On the penultimate day of IFFI 2018,  vice president and director board member of Fondazione Cinema per Roma Foundation which conducts the Rome Film Festival, Laura Delli Colli; chief general manager, Fondazione Cinema per Roma Foundation, Francesca Via and director, writer and producer, Rakeysh Omprakash Mehra came together to talk about IFFI’s association with other film festivals around the world.

This year, the festival which was held in October witnessed the European premiere of Mehra’s film My Dear Prime Minister. And Delli Colli stated that the film was much appreciated by critics and Italian audience. “I think Indian movies have something special and around the world there is still more to be discovered of Indian movies as not many come to our cinemas. I hope that next year we can have something more from India,” she said.

Via meanwhile threw light on the organising of the Rome Film Festival. “The festival is growing every year. For us young people are very important and we have a special young section,” she said.

Speaking about his experience at the festival this year, Mehra stated that he felt both good and jealous. “It was good because I felt at home. Although we have a bigger population in India, the crowd at their festival was much bigger than here. In fact even with a delegate pass I had to wait for one hour to get into the theatre,” he said.

At the same time, he was jealous of how well organised the festival was (“not that we are not”) and the ardent passion there for cinema. His visit to Rome this year with his film was his first ever visit. And in fact Mehra stated that while he had had tons of opportunities to go there before he didn’t want to go there without his film. “I felt that I could only go there and show my respect to some of the masters of cinema who hail from Italy with my humble presentation. Obviously I can never match up to their brilliance and creativity,” he said. Thus, when he got the letter from the director, he says he was very happy. “I had to be there on October 21 and I began packing on the 10th itself, and my family was going mad. I had never felt like this about any other festival. I think it is because of how the people there embrace you,” he said.

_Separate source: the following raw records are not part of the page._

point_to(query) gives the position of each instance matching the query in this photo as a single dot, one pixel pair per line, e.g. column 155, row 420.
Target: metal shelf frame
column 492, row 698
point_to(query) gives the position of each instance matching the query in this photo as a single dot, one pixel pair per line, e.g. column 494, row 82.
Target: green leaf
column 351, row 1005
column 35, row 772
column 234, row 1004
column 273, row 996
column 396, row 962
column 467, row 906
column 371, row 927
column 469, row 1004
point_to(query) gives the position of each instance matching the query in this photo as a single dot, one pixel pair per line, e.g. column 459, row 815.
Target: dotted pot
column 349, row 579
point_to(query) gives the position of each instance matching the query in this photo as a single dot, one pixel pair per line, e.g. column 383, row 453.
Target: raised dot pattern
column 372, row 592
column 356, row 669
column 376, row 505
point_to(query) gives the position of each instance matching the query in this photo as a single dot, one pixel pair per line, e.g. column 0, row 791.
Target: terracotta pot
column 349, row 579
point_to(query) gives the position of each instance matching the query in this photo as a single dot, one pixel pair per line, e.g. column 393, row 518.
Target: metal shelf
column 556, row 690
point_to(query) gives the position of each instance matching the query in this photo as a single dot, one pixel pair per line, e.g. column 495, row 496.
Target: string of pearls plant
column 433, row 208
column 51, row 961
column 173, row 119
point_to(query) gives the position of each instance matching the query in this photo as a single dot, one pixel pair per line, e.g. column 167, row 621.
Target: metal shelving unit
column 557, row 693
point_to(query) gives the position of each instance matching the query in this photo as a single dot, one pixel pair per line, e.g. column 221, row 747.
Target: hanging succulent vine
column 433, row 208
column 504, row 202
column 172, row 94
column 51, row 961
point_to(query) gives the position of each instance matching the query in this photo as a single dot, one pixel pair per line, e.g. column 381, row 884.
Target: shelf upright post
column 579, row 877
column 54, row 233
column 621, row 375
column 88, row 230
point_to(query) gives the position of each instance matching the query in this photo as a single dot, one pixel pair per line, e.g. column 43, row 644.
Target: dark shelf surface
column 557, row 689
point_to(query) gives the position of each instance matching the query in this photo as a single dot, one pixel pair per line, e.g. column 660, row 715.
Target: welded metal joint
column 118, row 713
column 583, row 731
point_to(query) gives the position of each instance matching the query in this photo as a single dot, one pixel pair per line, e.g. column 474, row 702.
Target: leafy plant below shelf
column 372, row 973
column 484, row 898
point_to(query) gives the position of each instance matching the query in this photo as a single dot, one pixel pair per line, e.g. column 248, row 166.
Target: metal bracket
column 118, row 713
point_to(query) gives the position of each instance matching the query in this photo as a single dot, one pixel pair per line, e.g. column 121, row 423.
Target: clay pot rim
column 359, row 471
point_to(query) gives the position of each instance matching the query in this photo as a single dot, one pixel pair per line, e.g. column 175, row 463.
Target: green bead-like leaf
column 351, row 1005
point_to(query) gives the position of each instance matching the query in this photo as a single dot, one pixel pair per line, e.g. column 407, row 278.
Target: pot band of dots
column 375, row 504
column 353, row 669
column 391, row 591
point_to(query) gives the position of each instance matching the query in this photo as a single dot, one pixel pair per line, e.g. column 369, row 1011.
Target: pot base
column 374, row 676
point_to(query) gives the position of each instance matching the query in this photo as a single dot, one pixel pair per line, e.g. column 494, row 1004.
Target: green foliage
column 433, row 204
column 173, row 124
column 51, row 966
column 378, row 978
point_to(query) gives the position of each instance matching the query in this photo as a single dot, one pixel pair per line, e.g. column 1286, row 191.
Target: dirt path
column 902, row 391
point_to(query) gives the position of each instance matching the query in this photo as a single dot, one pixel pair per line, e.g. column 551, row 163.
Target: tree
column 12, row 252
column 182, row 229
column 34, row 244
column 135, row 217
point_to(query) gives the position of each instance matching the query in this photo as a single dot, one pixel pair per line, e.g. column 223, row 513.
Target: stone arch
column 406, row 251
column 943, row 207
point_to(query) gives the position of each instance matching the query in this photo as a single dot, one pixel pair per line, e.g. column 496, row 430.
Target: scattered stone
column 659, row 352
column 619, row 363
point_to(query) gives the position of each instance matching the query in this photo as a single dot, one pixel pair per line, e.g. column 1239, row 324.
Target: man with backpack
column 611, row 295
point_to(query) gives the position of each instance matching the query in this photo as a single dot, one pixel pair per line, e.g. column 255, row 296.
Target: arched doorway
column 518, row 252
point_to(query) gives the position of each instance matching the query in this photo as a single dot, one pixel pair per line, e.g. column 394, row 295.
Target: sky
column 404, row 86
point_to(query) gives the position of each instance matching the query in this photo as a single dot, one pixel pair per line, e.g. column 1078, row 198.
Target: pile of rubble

The trio also remembered late Italian director Bernardo Bertolucci who recently passed away. Mehra stated that Bertolucci was one of the masters from whom he learnt to make films. “I began making films because of them. I never went to film school nor had a teacher. I never assisted anyone on the set. Prior to films, I was in advertising and had never even heard of world cinema. I only discovered Bertolucci and others when I was in London and they became by default my masters, teaching me from wherever they were,” he said. He further added that masters can never die as their work always live on.